Ironically, while the sustainable investing world has embraced corporate governance (the acronym ESG, referring to environmental, social, and governance, is the current popular term), the governance community gathered at the Forum (some 200 leaders from around the globe) paid scant attention to the question of sustainability.
One prominent exception: the remarks of Anne Simpson, a rock star in the governance world who currently serves as Senior Portfolio Manager for Global Equities at the California Public Employees’ Retirement System (CalPERS), the largest public pension system in the US with about $200 billion under management. When Anne speaks, people listen—and learn. CalPERS, along with the California State Teachers’ Retirement System (CalSTRS) and the Council of Institutional Investors, is spearheading recruitment of a pool of diverse and qualified board candidates, in anticipation of rules changes at the SEC on the director nomination and election process (known as “proxy access”).
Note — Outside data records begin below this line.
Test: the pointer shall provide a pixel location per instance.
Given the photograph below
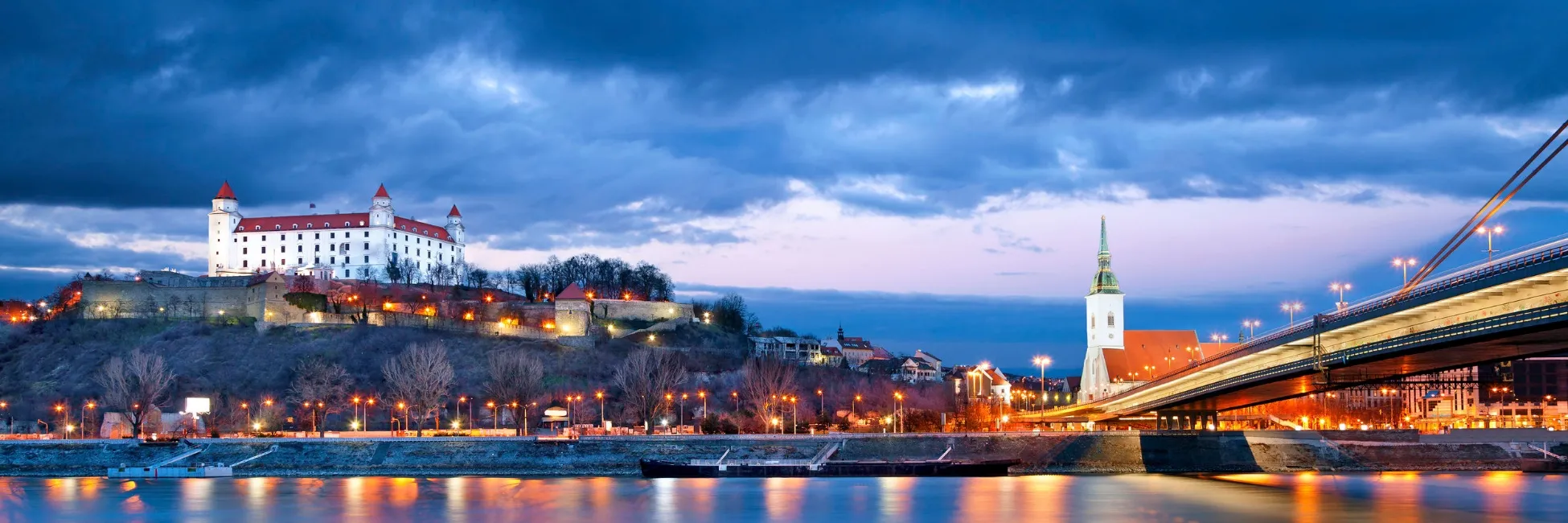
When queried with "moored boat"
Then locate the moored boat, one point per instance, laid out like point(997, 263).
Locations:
point(820, 467)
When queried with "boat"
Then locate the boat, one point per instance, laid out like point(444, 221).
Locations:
point(822, 467)
point(1548, 462)
point(166, 468)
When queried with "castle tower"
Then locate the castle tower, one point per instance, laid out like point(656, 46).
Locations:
point(1104, 323)
point(221, 222)
point(381, 208)
point(455, 225)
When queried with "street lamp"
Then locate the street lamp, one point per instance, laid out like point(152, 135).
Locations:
point(1490, 231)
point(1291, 308)
point(1041, 363)
point(1404, 266)
point(1340, 288)
point(599, 396)
point(1252, 327)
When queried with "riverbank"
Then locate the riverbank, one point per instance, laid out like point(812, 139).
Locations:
point(1069, 453)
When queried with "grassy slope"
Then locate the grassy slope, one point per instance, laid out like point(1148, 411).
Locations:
point(49, 361)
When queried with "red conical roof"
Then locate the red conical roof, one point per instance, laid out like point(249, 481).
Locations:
point(571, 293)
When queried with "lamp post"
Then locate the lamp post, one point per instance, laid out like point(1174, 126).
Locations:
point(1291, 308)
point(852, 406)
point(1490, 231)
point(599, 396)
point(1404, 266)
point(1340, 288)
point(897, 409)
point(1041, 363)
point(85, 407)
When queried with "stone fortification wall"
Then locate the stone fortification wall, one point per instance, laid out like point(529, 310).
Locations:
point(635, 310)
point(142, 299)
point(617, 456)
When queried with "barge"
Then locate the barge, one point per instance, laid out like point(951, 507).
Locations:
point(822, 467)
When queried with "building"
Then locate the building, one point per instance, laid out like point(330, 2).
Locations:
point(904, 369)
point(803, 351)
point(345, 245)
point(1119, 359)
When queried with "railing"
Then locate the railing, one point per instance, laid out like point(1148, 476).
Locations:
point(1528, 257)
point(1553, 311)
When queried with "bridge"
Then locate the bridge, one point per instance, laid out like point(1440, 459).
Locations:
point(1508, 308)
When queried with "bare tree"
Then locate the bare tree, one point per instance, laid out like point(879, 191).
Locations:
point(135, 385)
point(646, 377)
point(766, 381)
point(421, 376)
point(515, 377)
point(322, 387)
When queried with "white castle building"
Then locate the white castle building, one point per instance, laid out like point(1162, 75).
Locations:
point(333, 245)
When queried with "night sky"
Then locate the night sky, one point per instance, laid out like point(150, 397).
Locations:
point(927, 175)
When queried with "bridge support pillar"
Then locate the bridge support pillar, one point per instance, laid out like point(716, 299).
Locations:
point(1186, 420)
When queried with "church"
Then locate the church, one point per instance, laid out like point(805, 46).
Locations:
point(331, 245)
point(1117, 359)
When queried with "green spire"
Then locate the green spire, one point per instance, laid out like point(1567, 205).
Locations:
point(1104, 280)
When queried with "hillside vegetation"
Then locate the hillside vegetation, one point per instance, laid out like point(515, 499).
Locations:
point(51, 361)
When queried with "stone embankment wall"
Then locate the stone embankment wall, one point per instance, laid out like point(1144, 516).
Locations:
point(617, 456)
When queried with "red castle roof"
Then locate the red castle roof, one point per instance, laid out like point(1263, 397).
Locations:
point(571, 293)
point(350, 220)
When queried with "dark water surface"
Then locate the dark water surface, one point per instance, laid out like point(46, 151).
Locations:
point(1307, 496)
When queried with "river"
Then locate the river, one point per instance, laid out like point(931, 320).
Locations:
point(1305, 496)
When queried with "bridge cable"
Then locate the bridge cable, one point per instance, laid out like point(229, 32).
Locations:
point(1484, 214)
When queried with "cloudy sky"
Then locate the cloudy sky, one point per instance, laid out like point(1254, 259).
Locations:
point(930, 175)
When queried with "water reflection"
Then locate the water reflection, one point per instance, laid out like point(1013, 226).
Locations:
point(1307, 496)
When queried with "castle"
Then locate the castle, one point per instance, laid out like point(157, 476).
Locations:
point(330, 245)
point(1117, 359)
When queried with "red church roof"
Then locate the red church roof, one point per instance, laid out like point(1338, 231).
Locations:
point(1151, 352)
point(571, 293)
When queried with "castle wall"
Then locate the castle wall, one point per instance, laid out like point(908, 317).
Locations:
point(637, 310)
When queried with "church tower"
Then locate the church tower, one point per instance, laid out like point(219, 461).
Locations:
point(1104, 323)
point(221, 222)
point(381, 208)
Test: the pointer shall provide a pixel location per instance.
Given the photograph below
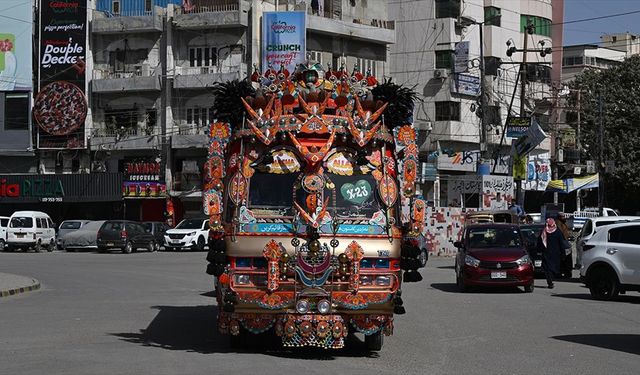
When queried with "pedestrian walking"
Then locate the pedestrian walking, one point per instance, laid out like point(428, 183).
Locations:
point(552, 244)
And just today, Responsible Investor reported that CalSTRS (which manages about $130 billion) is presenting a new business plan that calls for shareowner engagement by its corporate governance team in the water, extractives, and agriculture sectors. This convergence between corporate governance and sustainability represents a trend that we will continue to cover here at The Murninghan Post.
All in all, the Yale Governance Forum 2010 raised more questions than answers, which perhaps is the most important first step in navigating to a post-crisis (the Forum buzzword) future. Good corporate governance is a good start, in keeping with democracy’s intent.